Mayr wasn't disagreeing with him in that bit I quoted. Gould and Eldridge were/are paleotologists they are dealing with geological timescales not ecological timescales. The controversy you imagine isn't there.

You're falling for it because you either want to agree or don't understand it. :facepalm: Put on your critical thinking cap.

No matter how anyone describes it, or redefines it, the fact is the fossil record shows that some animals went off and evolved more in a certain time frame compared to their parent population.
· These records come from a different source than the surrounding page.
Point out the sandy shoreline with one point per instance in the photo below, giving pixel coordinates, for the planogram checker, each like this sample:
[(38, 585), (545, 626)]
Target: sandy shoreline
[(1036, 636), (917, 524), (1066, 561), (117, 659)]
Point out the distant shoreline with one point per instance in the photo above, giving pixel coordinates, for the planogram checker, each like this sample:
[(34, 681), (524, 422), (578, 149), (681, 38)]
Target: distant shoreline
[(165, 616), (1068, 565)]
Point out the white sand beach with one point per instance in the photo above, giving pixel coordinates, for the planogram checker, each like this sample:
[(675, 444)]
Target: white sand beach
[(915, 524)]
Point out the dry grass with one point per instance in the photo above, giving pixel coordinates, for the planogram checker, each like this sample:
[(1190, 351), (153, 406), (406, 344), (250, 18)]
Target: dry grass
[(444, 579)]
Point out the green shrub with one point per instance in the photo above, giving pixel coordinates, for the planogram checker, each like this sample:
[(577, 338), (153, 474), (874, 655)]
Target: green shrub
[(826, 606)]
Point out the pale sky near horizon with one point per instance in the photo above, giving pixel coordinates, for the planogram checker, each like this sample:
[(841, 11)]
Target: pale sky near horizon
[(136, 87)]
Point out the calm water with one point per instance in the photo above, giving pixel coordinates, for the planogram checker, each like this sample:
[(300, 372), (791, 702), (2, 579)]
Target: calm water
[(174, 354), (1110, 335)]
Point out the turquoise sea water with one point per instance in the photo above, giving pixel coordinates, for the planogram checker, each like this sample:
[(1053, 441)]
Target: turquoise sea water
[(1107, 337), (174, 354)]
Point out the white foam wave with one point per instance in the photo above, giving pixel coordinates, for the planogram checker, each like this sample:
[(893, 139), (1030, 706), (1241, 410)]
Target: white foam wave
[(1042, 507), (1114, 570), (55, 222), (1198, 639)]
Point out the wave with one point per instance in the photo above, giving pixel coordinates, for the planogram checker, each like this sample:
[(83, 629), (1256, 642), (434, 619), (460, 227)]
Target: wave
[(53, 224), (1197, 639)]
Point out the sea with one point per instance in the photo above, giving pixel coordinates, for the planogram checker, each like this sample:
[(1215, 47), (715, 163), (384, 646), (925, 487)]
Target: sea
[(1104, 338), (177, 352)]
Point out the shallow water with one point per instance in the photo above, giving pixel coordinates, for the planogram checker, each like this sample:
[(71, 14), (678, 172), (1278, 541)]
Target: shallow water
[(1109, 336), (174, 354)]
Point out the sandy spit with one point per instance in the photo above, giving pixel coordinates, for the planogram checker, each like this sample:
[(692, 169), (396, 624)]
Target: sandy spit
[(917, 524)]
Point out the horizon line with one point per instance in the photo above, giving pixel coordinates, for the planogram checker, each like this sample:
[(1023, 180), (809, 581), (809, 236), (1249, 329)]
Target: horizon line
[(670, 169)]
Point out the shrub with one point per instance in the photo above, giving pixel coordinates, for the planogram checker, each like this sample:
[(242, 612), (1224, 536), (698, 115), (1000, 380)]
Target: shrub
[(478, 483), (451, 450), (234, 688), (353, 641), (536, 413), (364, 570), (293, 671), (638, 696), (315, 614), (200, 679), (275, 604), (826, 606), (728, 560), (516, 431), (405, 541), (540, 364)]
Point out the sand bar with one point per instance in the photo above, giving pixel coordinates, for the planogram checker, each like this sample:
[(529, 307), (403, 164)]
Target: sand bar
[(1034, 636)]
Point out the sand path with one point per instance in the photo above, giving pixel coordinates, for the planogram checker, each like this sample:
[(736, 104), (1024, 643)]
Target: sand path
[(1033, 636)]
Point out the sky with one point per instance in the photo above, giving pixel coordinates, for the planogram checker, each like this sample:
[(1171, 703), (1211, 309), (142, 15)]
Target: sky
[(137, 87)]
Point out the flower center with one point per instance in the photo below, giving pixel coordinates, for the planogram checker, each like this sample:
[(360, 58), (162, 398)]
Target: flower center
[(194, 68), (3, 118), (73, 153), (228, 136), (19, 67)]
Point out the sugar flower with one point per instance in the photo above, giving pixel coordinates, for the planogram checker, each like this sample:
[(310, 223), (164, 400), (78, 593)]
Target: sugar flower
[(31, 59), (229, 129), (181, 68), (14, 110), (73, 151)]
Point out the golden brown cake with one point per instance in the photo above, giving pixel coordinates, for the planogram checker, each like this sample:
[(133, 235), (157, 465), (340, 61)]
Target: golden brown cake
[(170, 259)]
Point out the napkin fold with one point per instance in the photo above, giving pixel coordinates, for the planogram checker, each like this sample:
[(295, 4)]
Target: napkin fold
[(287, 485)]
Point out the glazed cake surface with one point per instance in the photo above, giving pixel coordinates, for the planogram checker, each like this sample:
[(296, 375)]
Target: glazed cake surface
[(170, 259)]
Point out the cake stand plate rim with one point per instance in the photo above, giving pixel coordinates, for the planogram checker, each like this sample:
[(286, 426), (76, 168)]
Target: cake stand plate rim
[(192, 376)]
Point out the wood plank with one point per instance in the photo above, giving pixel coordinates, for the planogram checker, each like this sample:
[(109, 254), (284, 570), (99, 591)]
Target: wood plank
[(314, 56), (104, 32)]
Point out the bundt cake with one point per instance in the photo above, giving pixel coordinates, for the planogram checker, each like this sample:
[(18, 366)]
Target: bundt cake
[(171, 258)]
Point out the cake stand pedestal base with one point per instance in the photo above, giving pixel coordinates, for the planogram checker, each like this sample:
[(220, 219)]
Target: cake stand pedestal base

What Gould and others were doing (trying to keep neo-darwinists happy) in bioevolingouese was to make pe look 'darwinian' by basically playing a game of momentarily focusing attention only on the species that went off and evolved and describing its change in darwinistic terms. But the problem arises with the comparison of the two populations. Of the two species we typically know more about the parent species: - its (lesser) change during - its much longer fossil history (longer documented time scale). When held up to each other pe is pe - not darwinian.

Playing games with terminology is just a way to disguise the situation and disguising the situation is the way to make pe look darwinian when it's not.
 
That is utter nonsense, d_m. You and phildwyer seem to think you know Gould better than he knew himself. Gould was a Darwinian through and through, and if he hadn't been, he would have been mistaken, for his modification of evolutionary theory through punctuated equlibrium does not make it any less 'Darwinian'.

Be precise here. Say exacty what it is that you understand by the term Darwinian and then explain how anything Gould ever said is not in accordance with it. Gould built upon the evolutionary theory that came before him. He did not undermine it, he expanded and enriched it.